Bien qu'il incarne avant tout la sécurité sociale des travailleurs indépendants, il est trop souvent perçu comme un simple collecteur de cotisations, alors même qu'il délègue cette compétence à l'Acoss. Les administrateurs du régime ont, il est vrai, toujours souhaité que les courriers de recouvrement partent avec le logo du RSI, ce qui a pu renforcer le problème de perception. Il y a de ce point de vue une coresponsabilité du régime avec l'Acoss et sans doute avec les pouvoirs publics.

Le recouvrement des cotisations est tourné vers le versement des prestations. Il y a de ce point de vue une différence notable avec le régime des salariés. Ceux-ci sont couverts que leur employeur paie ou non les cotisations sociales. Le travailleur indépendant ne bénéficie des prestations en espèces que s'il est à jour de ses paiements. Il en découle que le RSI ne peut s'intéresser uniquement à son activité de prestations. Il doit pouvoir contrôler que le travailleur indépendant a déclaré ses revenus.

Ce contrôle s'effectue par exemple lors de chaque arrêt de travail, même si nous sommes en train d'assouplir cette mesure pour les prolongations d'arrêt.

Les administrateurs du RSI ont été élus il y a deux ans par 800 000 travailleurs indépendants. Ils s'efforcent d'apporter aux affiliés la meilleure protection possible, notamment en débloquant des aides de premier secours face aux catastrophes naturelles.

Il est regrettable que les problèmes de recouvrement focalisent l'attention des médias qui sont travaillés par un mouvement de contestation souvent porté par les partisans d'un recours aux assurances privées en lieu et place de l'affiliation obligatoire à la sécurité sociale.

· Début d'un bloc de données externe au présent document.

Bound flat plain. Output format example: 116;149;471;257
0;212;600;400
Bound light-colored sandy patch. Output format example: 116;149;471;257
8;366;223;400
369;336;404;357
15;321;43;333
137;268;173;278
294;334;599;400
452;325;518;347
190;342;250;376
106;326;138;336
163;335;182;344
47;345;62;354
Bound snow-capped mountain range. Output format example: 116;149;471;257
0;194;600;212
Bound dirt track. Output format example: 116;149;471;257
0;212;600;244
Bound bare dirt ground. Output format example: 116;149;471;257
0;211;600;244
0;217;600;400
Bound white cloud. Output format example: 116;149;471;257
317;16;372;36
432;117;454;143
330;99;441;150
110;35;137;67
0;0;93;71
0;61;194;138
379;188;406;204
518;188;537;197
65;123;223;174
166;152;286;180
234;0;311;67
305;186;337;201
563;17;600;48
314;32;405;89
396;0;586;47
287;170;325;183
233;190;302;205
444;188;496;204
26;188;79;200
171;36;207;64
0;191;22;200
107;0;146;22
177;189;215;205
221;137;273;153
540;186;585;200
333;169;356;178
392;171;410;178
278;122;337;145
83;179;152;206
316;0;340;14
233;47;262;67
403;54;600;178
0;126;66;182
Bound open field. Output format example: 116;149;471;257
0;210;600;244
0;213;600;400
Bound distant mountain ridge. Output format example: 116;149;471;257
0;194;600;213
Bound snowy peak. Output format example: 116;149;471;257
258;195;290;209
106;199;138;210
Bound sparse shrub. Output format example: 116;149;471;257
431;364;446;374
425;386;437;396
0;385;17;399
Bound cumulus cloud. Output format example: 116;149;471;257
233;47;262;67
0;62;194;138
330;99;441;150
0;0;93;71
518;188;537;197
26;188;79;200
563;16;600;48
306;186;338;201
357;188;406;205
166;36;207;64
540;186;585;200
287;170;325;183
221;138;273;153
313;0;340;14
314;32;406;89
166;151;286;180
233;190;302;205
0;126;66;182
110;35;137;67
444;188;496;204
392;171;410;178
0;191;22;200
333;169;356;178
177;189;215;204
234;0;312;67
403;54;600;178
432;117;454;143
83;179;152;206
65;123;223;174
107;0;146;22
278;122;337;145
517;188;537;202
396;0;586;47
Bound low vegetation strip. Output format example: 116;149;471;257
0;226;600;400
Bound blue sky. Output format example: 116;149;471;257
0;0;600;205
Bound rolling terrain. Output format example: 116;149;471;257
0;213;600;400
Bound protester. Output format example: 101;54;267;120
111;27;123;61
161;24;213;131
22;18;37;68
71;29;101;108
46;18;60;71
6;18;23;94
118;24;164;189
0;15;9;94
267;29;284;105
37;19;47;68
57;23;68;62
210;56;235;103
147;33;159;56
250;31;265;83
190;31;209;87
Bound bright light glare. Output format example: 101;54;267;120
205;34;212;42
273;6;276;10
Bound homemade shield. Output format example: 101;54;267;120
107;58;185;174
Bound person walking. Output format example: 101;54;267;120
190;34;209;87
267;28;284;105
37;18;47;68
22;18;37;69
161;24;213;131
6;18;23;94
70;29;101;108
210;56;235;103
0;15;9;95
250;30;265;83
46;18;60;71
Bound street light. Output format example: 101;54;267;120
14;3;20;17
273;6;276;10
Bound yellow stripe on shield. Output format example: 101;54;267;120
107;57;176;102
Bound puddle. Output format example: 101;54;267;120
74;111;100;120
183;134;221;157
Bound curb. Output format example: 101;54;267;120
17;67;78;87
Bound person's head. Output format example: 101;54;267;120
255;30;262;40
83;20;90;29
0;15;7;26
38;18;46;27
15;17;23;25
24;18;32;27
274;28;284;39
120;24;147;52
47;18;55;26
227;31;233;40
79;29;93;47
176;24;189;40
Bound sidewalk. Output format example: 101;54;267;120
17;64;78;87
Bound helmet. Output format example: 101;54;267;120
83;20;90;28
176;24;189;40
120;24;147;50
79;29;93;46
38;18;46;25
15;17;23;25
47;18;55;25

Le RSI s'est néanmoins efforcé de résoudre la crise. Lors de la création de l'ISU, en matière d'affiliation, 10 à 15 % des flux d'informations ne passaient pas entre le RSI et les Urssaf. En conséquence, certaines cotisations n'étaient jamais appelées et les personnes n'étaient pas couvertes. A l'inverse, certaines radiations n'étaient pas prises en compte et les cotisations continuaient d'être appelées.

Aujourd'hui la majorité des administrateurs du RSI et l'Acoss ont pour objectif de travailler ensemble et avec les Urssaf afin de surmonter les problèmes parfois posés par des textes qui établissent des frontières impossibles à respecter.

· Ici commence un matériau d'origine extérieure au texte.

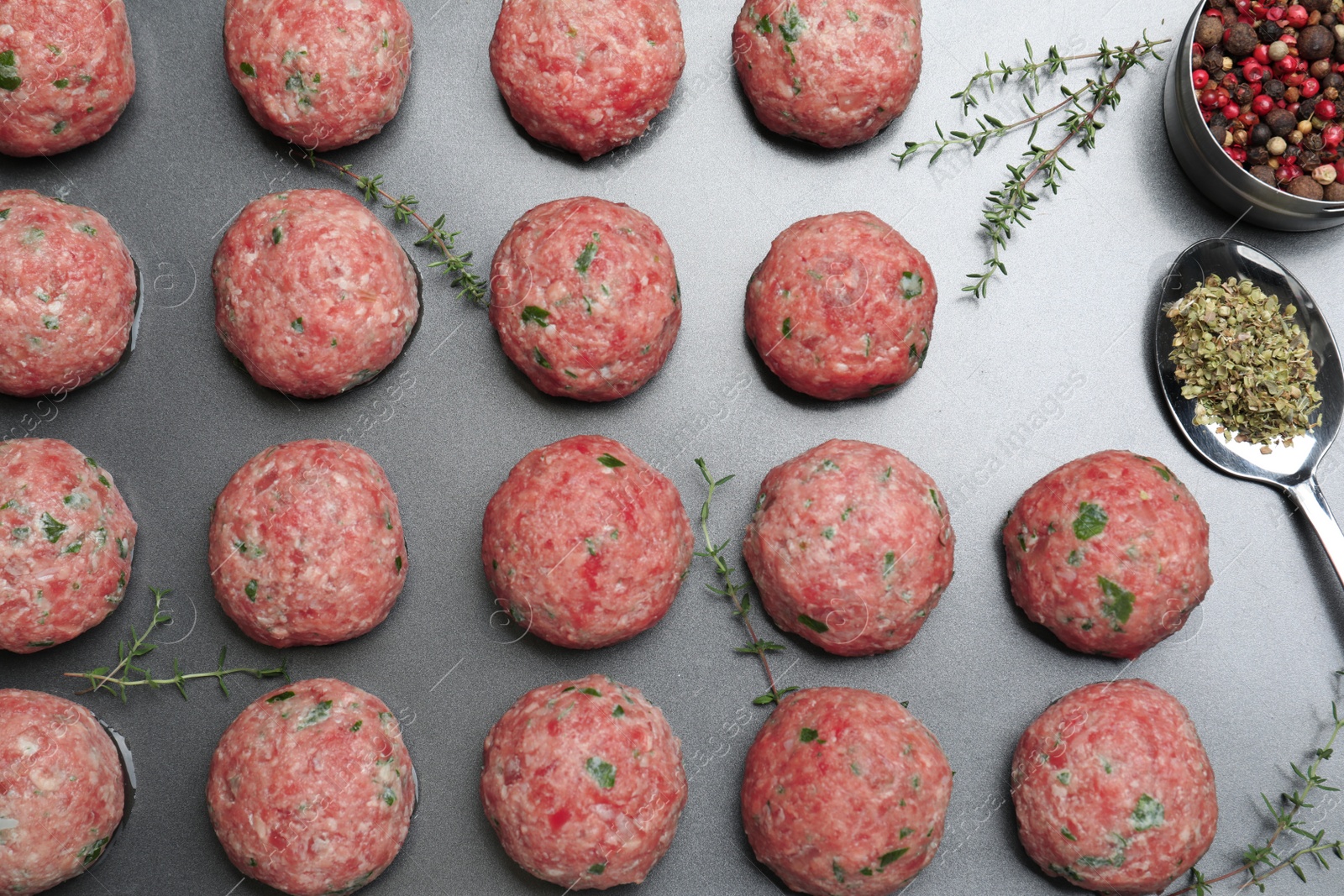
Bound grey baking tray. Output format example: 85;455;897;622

Ce travail est en cours et c'est la raison pour laquelle nous ne souhaitons pas ouvrir un nouveau chantier législatif dont l'issue serait incertaine.

Nous avons adopté un plan d'action en 2011 pour sortir de la crise et des textes réglementaires ont été pris qui institutionnalisent des équipes communes RSI-Acoss. Des conventions sont signées au niveau régional selon des modalités définies au plan national.

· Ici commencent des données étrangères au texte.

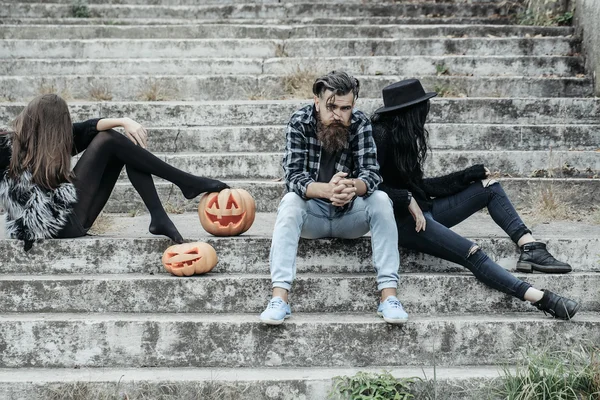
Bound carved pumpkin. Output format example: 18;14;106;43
198;189;256;236
162;242;219;276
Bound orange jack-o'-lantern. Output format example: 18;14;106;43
198;189;256;236
162;242;219;276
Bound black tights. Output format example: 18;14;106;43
73;130;228;243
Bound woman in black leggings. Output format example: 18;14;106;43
0;94;228;250
371;79;579;319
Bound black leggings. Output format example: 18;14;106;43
57;130;228;243
396;182;531;300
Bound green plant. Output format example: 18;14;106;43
517;0;574;26
138;79;178;101
552;11;573;26
329;371;421;400
71;0;90;18
88;83;113;101
493;347;600;400
435;63;450;76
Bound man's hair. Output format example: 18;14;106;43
313;71;360;103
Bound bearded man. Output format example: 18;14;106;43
260;71;408;325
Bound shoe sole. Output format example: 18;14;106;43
517;262;573;274
560;303;581;321
260;315;291;325
377;312;408;325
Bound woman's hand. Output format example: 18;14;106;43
122;118;148;149
408;197;427;232
481;167;498;187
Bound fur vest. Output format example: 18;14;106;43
0;137;77;243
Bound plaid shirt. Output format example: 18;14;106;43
283;105;382;199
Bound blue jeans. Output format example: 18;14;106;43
397;182;531;300
270;190;400;291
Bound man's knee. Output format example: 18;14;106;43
278;192;306;213
365;190;393;213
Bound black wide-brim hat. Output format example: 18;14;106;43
375;79;437;114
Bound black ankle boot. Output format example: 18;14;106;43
517;242;572;274
533;290;579;320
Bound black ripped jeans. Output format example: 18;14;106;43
396;182;531;300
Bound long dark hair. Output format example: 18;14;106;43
8;94;73;189
372;100;430;183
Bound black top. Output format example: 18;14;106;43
0;118;102;178
373;124;486;217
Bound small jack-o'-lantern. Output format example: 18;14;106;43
162;242;219;276
198;189;256;236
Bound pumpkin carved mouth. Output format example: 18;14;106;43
167;249;202;268
204;196;246;226
162;242;218;276
198;189;256;236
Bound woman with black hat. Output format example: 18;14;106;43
371;79;579;319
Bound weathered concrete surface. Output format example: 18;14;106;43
0;3;518;19
0;312;600;368
0;37;578;59
101;150;600;180
0;366;499;400
0;75;593;101
0;272;600;315
136;123;600;154
0;98;600;127
575;0;600;96
99;178;600;214
0;98;600;127
0;16;511;26
0;213;600;275
0;56;584;78
0;24;573;40
10;0;502;6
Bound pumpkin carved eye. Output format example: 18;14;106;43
162;242;218;276
198;189;256;236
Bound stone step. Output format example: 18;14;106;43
0;214;600;276
0;16;512;25
0;366;500;400
0;312;600;368
12;0;504;6
0;22;573;39
131;123;600;153
0;37;578;59
0;56;585;78
0;2;520;19
0;270;600;315
105;178;600;214
0;75;594;101
99;150;600;180
0;99;600;128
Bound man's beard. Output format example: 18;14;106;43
317;118;350;153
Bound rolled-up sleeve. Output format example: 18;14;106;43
283;121;315;199
352;119;382;197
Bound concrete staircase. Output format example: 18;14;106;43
0;0;600;399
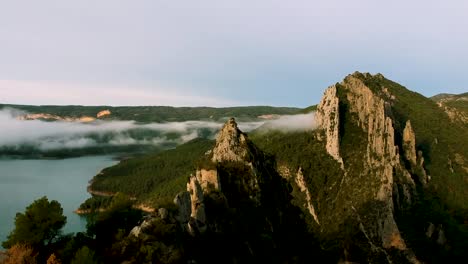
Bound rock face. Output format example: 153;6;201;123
174;118;260;235
295;168;320;225
316;86;343;163
312;73;416;262
211;118;248;162
403;120;416;165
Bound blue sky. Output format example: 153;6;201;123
0;0;468;107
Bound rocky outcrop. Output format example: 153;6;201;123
403;120;417;165
211;118;249;162
295;168;320;225
195;169;221;193
312;73;416;258
315;86;343;163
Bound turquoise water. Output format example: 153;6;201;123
0;156;117;246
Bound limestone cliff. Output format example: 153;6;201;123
312;73;416;262
211;118;248;162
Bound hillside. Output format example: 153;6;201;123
252;73;468;263
3;72;468;263
81;139;213;209
431;93;468;126
0;104;301;123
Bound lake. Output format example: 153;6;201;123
0;156;117;246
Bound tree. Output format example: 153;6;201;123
47;254;62;264
71;246;97;264
0;244;37;264
2;196;67;248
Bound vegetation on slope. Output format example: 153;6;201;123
0;104;301;123
90;139;214;207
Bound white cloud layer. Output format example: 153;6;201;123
0;109;315;151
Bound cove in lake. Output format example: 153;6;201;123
0;156;117;246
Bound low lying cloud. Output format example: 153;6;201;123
260;113;317;132
0;109;315;156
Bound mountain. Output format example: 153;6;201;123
252;72;468;262
431;93;468;124
4;72;468;263
0;104;302;123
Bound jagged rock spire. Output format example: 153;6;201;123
211;118;248;162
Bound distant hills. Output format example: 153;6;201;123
0;104;302;123
78;72;468;263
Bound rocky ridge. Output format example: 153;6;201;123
316;73;422;262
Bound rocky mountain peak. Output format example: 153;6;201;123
211;118;249;162
316;72;415;262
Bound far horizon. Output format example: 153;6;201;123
0;0;468;107
0;71;466;108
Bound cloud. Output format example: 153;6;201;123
0;80;241;107
0;109;315;154
254;112;317;132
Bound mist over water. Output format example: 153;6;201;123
0;109;315;156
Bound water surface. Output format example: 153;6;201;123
0;156;117;246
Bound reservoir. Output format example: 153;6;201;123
0;156;117;248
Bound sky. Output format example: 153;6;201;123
0;0;468;107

Six régions se sont engagées dans cette voie dès 2013. A la fin de l'année prochaine, un service commun entre le RSI et les Urssaf disposant d'une direction commune sera mis en place dans toutes les régions de France. Nous procédons de la même façon au niveau national. Au-delà de la bonne entente entre les directeurs généraux, les règles de fonctionnement entre nos deux organismes sont désormais institutionnalisées. En particulier, le RSI et les Urssaf détachent des agents, dont la liste est définie, pour travailler de façon commune en back office.

Nos performances en matière de recouvrement se sont améliorées. Le taux de restes à recouvrer, qui s'était fortement dégradé avec la mise en place de l'interlocuteur social unique (ISU), a diminué de trois points depuis la fin de l'année 2011, ce qui correspond à environ un demi-milliard d'euros. Cette évolution intervient dans un contexte économique dégradé où les restes à recouvrer ont plutôt tendance à augmenter dans l'ensemble des régimes. A-t-on retrouvé pour autant les performances antérieures à la mise en place de l'ISU ? Il est difficile de répondre à cette question car, à l'époque, coexistaient quatre opérateurs de recouvrement différents, qui ne les comptabilisaient pas de la même manière. Certaines régions, comme la Bretagne, ont retrouvé des taux de non-recouvrement historiquement bas. Leurs marges d'amélioration pour les années à venir sont par conséquent réduites. D'autres ont en revanche plus de mal à revenir sur les habitudes qui ont pu être prises au cours des dernières années. Notre objectif en 2014 est de diminuer d'encore un point le taux de restes à recouvrer. Cela sera plus ou moins facile selon les régions.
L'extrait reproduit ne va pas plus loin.